Filomena
In the course of doing research about our family history, my brother recently managed to locate some relatives who sent him the above photograph of our great-grandmother. Her maiden name was Filomena Rossi. She was born in Italy, and came to New York in the 1880s. She married another Italian immigrant, named Traiano Miranda, and they had five children, the eldest of which was Assunta, my father's mother.
Seeing her face feels a little like traveling back in time for a kiss. I never knew what she looked like, but she was immediately familiar to me. The eyes especially...my father had eyes like that...also the nose, and the line of her jaw. I see something of her features in my siblings, and I see her in myself, and I wish I knew more of her story, but I know that it beats in my heart. I recognize the kindness and sorrow and love in the face of Filomena, and it gives me a sense of continuity and comfort.

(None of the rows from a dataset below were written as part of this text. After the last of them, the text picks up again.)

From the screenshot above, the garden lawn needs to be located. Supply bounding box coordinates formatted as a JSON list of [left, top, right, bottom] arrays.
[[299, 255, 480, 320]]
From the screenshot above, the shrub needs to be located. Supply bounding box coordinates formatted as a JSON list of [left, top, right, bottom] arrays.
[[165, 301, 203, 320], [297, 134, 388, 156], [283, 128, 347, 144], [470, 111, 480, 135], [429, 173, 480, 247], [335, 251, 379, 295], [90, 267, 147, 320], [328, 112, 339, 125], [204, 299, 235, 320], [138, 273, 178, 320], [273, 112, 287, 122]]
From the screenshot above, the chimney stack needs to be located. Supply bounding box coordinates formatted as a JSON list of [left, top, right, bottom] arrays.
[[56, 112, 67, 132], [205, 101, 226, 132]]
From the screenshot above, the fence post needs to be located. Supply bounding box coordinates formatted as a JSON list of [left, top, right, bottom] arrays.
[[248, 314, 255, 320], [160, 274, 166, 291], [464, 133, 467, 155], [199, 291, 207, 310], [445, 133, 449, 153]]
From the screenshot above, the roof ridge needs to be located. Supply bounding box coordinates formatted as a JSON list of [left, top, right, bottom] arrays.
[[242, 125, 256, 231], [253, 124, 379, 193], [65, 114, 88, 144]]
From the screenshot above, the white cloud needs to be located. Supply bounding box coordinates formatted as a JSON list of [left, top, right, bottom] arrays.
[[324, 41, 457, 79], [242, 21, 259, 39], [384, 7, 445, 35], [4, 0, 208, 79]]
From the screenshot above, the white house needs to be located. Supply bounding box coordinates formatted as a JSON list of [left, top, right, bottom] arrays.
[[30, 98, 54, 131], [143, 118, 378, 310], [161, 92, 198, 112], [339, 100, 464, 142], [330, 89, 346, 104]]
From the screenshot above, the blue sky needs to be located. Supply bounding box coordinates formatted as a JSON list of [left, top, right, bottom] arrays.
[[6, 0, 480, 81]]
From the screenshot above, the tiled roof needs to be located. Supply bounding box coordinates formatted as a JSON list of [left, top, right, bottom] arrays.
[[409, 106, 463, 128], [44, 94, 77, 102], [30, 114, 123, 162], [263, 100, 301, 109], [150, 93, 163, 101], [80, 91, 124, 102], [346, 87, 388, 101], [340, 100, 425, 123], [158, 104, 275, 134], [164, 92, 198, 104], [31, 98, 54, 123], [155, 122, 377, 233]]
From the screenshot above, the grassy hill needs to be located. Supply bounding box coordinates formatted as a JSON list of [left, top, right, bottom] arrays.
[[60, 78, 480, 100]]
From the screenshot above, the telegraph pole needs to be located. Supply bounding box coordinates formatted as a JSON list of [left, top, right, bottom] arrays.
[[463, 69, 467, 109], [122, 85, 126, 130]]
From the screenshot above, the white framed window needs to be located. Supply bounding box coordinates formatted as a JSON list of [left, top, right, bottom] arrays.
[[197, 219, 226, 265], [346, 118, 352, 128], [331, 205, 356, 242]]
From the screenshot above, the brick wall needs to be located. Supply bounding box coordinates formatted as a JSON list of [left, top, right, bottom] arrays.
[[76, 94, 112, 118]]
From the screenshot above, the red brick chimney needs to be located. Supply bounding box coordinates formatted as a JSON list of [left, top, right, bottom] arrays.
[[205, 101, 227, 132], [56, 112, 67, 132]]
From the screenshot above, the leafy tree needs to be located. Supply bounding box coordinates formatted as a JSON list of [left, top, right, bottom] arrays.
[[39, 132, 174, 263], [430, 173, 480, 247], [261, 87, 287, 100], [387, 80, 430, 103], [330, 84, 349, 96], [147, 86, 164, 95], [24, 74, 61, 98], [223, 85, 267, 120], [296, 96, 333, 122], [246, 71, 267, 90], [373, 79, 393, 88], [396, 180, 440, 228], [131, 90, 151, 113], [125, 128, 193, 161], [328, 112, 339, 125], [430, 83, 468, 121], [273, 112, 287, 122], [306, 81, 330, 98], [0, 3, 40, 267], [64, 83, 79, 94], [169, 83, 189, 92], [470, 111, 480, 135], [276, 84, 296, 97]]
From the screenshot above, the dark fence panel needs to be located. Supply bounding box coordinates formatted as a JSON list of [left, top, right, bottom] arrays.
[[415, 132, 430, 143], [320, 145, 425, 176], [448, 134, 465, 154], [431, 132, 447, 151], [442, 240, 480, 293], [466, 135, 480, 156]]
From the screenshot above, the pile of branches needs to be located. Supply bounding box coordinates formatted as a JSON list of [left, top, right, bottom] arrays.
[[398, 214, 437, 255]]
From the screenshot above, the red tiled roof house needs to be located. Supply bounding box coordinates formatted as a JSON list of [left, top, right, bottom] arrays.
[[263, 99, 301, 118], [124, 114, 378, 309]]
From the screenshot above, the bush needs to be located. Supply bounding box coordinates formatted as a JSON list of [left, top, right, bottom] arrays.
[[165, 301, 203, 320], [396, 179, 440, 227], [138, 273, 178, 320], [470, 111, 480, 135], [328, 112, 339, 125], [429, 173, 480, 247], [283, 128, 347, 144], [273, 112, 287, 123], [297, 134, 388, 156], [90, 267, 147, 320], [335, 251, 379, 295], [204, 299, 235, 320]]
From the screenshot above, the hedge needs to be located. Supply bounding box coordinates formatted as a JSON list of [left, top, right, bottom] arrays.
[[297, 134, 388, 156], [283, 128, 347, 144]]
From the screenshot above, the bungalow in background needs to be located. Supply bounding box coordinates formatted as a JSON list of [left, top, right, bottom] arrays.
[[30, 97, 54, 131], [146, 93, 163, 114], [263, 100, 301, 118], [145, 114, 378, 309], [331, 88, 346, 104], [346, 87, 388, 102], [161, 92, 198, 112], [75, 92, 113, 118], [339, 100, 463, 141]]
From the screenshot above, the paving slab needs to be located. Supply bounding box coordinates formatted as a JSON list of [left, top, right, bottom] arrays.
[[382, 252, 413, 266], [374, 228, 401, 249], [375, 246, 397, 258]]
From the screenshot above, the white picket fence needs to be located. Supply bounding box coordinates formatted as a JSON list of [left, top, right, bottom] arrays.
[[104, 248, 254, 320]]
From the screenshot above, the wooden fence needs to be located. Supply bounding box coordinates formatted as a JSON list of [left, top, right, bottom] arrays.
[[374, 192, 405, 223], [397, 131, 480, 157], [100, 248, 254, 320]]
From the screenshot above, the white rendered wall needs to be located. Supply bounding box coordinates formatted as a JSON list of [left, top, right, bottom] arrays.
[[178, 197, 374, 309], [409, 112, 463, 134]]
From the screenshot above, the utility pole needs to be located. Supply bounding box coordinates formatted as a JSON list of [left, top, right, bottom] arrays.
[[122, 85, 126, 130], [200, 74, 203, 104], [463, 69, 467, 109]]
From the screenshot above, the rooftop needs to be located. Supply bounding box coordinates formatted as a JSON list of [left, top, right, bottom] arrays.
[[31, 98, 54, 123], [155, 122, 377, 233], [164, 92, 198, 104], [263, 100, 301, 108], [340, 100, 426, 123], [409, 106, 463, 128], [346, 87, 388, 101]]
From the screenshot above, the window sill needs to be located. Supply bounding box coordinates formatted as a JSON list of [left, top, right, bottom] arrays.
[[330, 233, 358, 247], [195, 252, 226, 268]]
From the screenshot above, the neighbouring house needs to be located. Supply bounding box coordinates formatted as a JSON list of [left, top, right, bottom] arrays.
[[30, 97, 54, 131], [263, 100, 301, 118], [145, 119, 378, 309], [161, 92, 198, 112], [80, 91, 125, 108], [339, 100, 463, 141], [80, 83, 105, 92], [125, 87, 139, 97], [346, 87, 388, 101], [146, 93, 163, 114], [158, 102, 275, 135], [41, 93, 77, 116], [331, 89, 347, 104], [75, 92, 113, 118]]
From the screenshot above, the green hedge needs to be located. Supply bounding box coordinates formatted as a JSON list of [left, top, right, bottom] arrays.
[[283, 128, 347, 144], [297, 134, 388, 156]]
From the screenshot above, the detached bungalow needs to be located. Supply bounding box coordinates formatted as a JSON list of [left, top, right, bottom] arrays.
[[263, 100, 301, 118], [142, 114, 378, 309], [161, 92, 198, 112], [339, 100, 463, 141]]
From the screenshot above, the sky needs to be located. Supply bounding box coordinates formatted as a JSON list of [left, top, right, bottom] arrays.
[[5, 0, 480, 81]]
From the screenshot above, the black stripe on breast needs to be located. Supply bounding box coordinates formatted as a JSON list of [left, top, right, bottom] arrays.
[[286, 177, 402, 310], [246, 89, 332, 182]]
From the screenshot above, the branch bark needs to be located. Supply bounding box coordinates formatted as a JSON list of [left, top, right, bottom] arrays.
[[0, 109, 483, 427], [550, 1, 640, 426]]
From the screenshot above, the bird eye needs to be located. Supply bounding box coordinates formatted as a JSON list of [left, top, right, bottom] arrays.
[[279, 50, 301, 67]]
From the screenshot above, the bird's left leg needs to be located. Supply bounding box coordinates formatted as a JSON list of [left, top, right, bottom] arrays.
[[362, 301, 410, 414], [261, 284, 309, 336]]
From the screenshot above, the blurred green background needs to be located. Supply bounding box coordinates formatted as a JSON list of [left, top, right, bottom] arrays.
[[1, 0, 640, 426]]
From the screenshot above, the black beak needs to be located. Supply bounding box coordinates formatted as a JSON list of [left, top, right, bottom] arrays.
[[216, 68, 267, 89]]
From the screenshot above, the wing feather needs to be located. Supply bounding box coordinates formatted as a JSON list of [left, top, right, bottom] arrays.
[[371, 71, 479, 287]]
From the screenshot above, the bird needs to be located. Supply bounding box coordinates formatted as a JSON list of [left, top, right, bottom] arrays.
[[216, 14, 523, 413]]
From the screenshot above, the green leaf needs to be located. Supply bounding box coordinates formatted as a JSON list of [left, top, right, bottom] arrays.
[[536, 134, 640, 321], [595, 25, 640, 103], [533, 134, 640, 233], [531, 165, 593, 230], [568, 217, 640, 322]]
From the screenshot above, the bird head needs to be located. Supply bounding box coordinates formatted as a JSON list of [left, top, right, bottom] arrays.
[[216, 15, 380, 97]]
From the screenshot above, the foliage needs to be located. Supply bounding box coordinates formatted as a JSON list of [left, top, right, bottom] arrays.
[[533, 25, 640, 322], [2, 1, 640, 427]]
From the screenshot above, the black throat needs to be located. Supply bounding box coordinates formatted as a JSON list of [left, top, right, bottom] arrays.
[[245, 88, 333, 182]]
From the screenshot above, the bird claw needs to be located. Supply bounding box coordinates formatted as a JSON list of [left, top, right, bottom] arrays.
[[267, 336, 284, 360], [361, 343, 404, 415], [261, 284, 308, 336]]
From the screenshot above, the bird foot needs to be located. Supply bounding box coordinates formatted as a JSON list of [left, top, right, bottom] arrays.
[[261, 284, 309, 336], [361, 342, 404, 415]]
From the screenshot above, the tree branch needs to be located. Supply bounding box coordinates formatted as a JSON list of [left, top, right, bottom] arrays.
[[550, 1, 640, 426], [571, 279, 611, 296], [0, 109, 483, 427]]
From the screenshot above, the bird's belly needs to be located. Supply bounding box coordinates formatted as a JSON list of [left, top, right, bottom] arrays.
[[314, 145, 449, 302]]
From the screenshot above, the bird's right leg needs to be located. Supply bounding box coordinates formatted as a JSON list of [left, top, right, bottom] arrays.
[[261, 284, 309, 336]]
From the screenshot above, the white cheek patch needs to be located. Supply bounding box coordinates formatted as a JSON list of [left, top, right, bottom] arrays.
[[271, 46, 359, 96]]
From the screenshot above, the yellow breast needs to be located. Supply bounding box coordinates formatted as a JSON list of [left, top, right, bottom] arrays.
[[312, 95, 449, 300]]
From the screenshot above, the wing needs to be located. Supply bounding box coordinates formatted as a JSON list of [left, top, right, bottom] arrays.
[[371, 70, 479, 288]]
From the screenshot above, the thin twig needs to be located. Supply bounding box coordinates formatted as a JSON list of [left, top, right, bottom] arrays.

I carry her hopes, and I feel her strength.I know she crossed an ocean and bore children and lived in a Brooklyn tenement, and now, as implausible as it seems, the daughter of one of her grandsons is sitting in a house above an orchard in the California hills, thinking about her.
A verse from John O'Donohue's beautiful Beannacht comes to mind:
May the nourishment of the earth be yours,
May the clarity of light be yours,
May the fluency of the ocean be yours,
May the protection of the ancestors be yours.